I get in my car and drive to his house... the door's bolted???? I ring the bell who the hell is this answering the door....
We'll that divorce that was supposed to be finalized in early December, never even filed!?!? So on & so forth we argue the woman in the pictures his "cousin" you met her, you know right after the miscarige... you're just going crazy!!! This is sick this is crazy!!! Am I going crazy?? did that just happen??? from there I remember nothing, everything rushed to my head spinning out of control, all the questions, all the lies, he tried making me feel like i was crazy!!! All my securities pulled like a rug from under my feet, I question my life & it's purpose... Why, I have always tried to keep it together, gave to those even if it would leave me with nothing, a good heart, great looks, millions of friends, I had a great job...

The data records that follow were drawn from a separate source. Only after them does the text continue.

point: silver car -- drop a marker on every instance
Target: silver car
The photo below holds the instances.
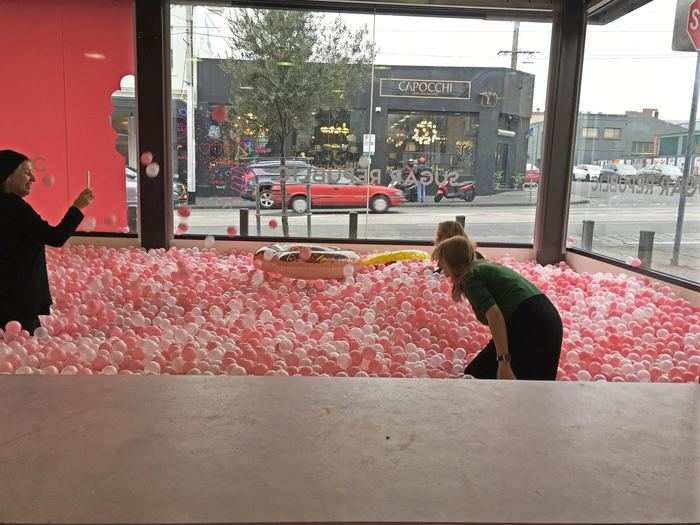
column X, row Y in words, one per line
column 132, row 187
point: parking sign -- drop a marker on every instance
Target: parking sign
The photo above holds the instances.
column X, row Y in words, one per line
column 368, row 143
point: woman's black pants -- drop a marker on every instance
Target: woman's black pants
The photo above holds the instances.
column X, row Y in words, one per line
column 534, row 343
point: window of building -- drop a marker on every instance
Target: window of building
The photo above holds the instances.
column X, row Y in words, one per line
column 612, row 133
column 373, row 101
column 620, row 207
column 643, row 147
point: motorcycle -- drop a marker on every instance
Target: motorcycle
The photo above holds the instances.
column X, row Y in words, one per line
column 449, row 190
column 408, row 189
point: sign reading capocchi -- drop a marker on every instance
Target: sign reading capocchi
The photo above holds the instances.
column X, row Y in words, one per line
column 418, row 88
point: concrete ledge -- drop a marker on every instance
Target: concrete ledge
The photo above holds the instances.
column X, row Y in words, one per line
column 220, row 450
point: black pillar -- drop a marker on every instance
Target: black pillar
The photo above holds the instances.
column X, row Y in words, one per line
column 563, row 87
column 152, row 85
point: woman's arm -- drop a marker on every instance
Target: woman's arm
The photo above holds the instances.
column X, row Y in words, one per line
column 499, row 332
column 41, row 231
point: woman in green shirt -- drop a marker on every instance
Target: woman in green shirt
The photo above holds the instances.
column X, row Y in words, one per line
column 525, row 326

but why would God keep putting me in these situations?? My Uncle, my grandfather died in a house fire,I was the only one his neighbor could get in touch with with the smoke started to billow out the windows, 4 hours later, they found his body... How the hell was I suppose to identify this charted mess??? The smell still fresh in my nose ever time I think of it.. the man in the mall, my engagement, him still married.. when does my happiness begin & the drama stop??? We'll my actions that night from my own thoughts almost did me in... thank God for my need to answer the phone even almost comatose!!! Seriously... I know I snapped!! I dealt with ALOT of demons that night, I was also dis owned by my family.. So here I sit with no job, unemployment doesn't even cover my $1600 rent!!! oh no that's not including utilities, car note, insurance, no health insurance, a slum lord, no family, great friends but I don't want to become a burden... I've lost almost 30 lbs in 2 months from stress, i didn't need to lose anything to start with!! I look sickly but thanks to Posh, Kate & Nicole...
How did I get to this point??? Was he just a GREAT lier, is this part of post partdome???? Am I going crazy?? I cry daily I don't even know why anymore!!!
he shows me every paper now, calls me with the attorney and tries to make up for everything he's done then turns around and calls me every name in the book.. I know his job is high pressure, but I have more respect for myself,, Every time I grow a back bone, he knocks me to the ground....Say's the answer is to get up and start a new life somewhere else... He's got me by the short & curlies I have nowhere to go, no money, no job and self worth, well that's down to !!! I just can't trust him, even after giving me proof daily, I just don't trust him, but at the same time could he have changed?? or is this just his new summer coat???